The Dutch-sponsored primary healthcare project in Western province is a successful example of community empowerment. It began by looking at issues of health rather than infrastructure, and was proactive in enabling communities to identify their needs and helping them to do what they wanted, rather than the things aid workers promoted.

So if they decided they wanted pit latrines, they were helped to build them. The health workers moved from being teachers to being facilitators. Previously communities were often told ‘if you don’t build the pit latrines, we won’t give you painkillers’. The result was that latrines were built to impress health workers but not used by the communities.

Donor programmes can also achieve a lot if programme facilitation is done well. If left to facilitate projects, some politicians manipulate them towards outcomes they can use as campaign objectives. If K2bn (approximately £250,000) is released for poverty alleviation in a small district like Kalabo, politicians will use the funds for feeder roads.

But in communities like Tapo, development is not about infrastructure but about shifts from negative images – ‘we are illiterate, helpless, poor’ – to positive ones – ‘we are competent human beings, we can improve the situation, we know ourselves better than anyone outside, people can learn a lot from us’.

This leads to a change in behaviour, which in turn leads to the community being better able to deal with its own problems. High-quality community development facilitation is about achieving outcomes, not outputs.

Government policies and donor funding are the same throughout the country but communities are different in terms of what they do and how they do it. Communities like Tapo have been under-estimated, to say the least. People in Tapo feel that global public health concerns are professionally driven thus denying them a much-needed ‘voice’ on issues that affect them. They do not want to be seen as recipients but as equal partners. They understand their situation and can make timely and meaningful decisions on issues that affect their lives. They should be given the opportunity to make decisions regarding their own needs.

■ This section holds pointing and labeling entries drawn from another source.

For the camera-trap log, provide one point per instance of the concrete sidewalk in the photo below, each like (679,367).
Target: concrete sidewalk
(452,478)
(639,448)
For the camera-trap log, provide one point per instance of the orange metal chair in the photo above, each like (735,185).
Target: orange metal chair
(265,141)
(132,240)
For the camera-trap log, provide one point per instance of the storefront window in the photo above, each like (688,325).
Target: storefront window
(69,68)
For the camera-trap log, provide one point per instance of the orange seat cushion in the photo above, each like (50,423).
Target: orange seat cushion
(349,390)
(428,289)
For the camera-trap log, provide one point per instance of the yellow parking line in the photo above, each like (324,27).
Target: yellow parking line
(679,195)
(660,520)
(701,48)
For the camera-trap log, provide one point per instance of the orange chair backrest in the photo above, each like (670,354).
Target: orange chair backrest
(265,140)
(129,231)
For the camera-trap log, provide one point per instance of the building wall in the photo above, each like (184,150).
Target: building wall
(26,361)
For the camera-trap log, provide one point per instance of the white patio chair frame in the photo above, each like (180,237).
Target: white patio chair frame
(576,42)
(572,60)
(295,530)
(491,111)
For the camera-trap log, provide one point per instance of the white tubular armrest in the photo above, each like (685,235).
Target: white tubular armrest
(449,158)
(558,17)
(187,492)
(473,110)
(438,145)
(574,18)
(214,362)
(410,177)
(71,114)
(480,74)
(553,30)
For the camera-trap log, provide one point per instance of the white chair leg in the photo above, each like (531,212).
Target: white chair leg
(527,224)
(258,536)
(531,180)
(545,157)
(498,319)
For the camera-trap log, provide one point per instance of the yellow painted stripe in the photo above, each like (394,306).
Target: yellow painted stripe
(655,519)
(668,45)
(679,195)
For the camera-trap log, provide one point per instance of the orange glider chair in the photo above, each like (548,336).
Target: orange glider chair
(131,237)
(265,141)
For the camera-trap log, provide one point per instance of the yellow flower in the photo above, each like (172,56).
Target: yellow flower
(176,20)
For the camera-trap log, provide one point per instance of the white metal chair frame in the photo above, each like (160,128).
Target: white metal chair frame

Boniface Kaira would welcome contact from readers and can be reached at the following address:

Mr Kaira, Boniface Gimda, Tapo RHC, Kalabo DHMT, PO Box 930005, Kalabo, Zambia

Boniface Kaira

Zambia fact file

Like its neighbours in southern Africa, Zambia is a desperately poor country struggling to provide adequate health care to its population of 10.2m people.

Life expectancy at birth: 38 years

Infant mortality: 112 per 1,000 live births

Maternal mortality: 650 per 100,000 live births

Prevalence of HIV: 20% of population

Annual health expenditure per capita: $23

Boniface Kaira writes:

‘Tapo is one of 16 rural health centres in Kalabo district in the western province of Zambia, bordering the Kalahari desert. The area has two main characteristics: an upland stretch with sandy, bushy terrain; and part of the Barotse Plain, with marshland, small lakes, lagoons and rivers. The plain floods from January to July every year forcing people to shift to the upland – a system known locally as Ku-Omboko.

People support themselves through fishing, cattle rearing and small-scale arable agriculture. Like any other Zambian rural community, Tapo has many problems, the major ones being poverty, hunger, cattle diseases and human disease, especially HIV/AIDS and malaria.

Despite its problems, the area has development potential. The Zambezi river offers great opportunities for tourism and fishing. Community-based organisations such as neighbourhood health committees, parent-teacher associations, co-operative societies, church organisations and farmers groups are building community capacity and social capital. There are also government departments providing services to the community.’